The airfield has its own dedicated restaurant, called The Pad. This is open daily from 09:00, so you can enjoy a fry up before your experience day begins. The restaurant also caters for lunch and dinner and the kitchen remains open until 19:00, so you can take your time before finishing your experience day with a meal. Once the restaurant closes the facility remains open as a bar; The Pad is fully licensed and offers a wide range of alcoholic and non-alcoholic drinks. The bar is open until late on Thursdays, Fridays and Saturdays so that you’re able to relax and enjoy a few drinks, while the restaurant will also put on barbeques depending on the weather. Bar snacks and sharing platters are also available on the menu, so it could be the perfect place for spectators to wait while their family member or friend completes their experience day.

The restaurant and the public toilets are both located next to the airfield’s free car park.
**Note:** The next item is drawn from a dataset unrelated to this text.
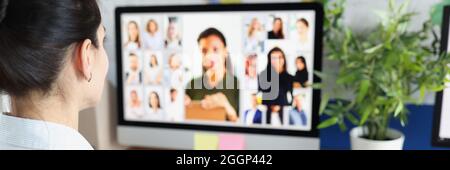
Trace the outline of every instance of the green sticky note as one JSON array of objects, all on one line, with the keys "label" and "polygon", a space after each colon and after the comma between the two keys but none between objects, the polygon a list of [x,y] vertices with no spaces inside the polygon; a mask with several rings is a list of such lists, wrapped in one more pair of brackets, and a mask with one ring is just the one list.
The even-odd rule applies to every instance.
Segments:
[{"label": "green sticky note", "polygon": [[196,133],[194,135],[195,150],[217,150],[219,147],[219,136],[213,134]]}]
Spectators and restaurant customers are more than welcome to use the car park. To find it, simply look for the upward stretching flight control tower - the car park is located at the base of the tower. Spectators are welcome to watch the flight days and some experiences even allow for spectators to become passengers and enjoy the experience alongside their family member or friend. Alternatively, there are many places on site where you will be able to view the experience. If it is wet or windy then the restaurant is the recommended viewing location.

The airfield is situated just off junction 4 of the M40 and very near to the M4 too, so access by road is easy. If you have a sat nav then Wycombe Air Park’s postcode is SL7 3DP. The airfield is only 25 miles from central London and it only takes 25 minutes to get to Heathrow Airport by road from the airfield, so the location could not be handier.


Wycombe Air Park was not always a public airfield used for experience days. In fact, the airfield began life as RAF Booker (still affectionately known as Booker by locals and frequent flyers in the area). In 1939 the airfield was commissioned in preparation for the impending war and the high ground to the south of High Wycombe was thought to be the perfect location.

The airfield was basic at first, consisting of just a series of runways, but when the RAF officially unveiled its training school at Booker in 1941, four temporary Bellman hangers were erected to house the 72 Tiger Moth planes that were flown in for budding pilots to train in. While the Bellman hangers were thought to be temporary, they stood for around 50 years before being replaced.

The RAF eventually relinquished its role at Booker in 1963 and in 1965 the airfield was leased from Wycombe Council by Airways Aero Associations (part of British Airways), which currently looks after operations at the airfield. It was also then that the name was changed to the current Wycombe Air Park. Over the next few years the airfield was used by many organisations for flying training and weekends, while the local flying enthusiasts began to frequent the location in their spare time. The reputation of the airfield grew to what it currently is today. It is now home to the Airways Flying Club, a group of plane and flying enthusiasts who operate from the airfield, as well as the location for many plane and helicopter experience days. The facilities at the airfield grew over time to include a shop and a restaurant.

Looking to the future, it seems that the location could become even more popular as sports teams are looking to build a stadium at the location to replace Adams Park. This would see Wycombe Wanderers and London Wasps both relocate to the airfield for their home matches, bringing scores of fans with them.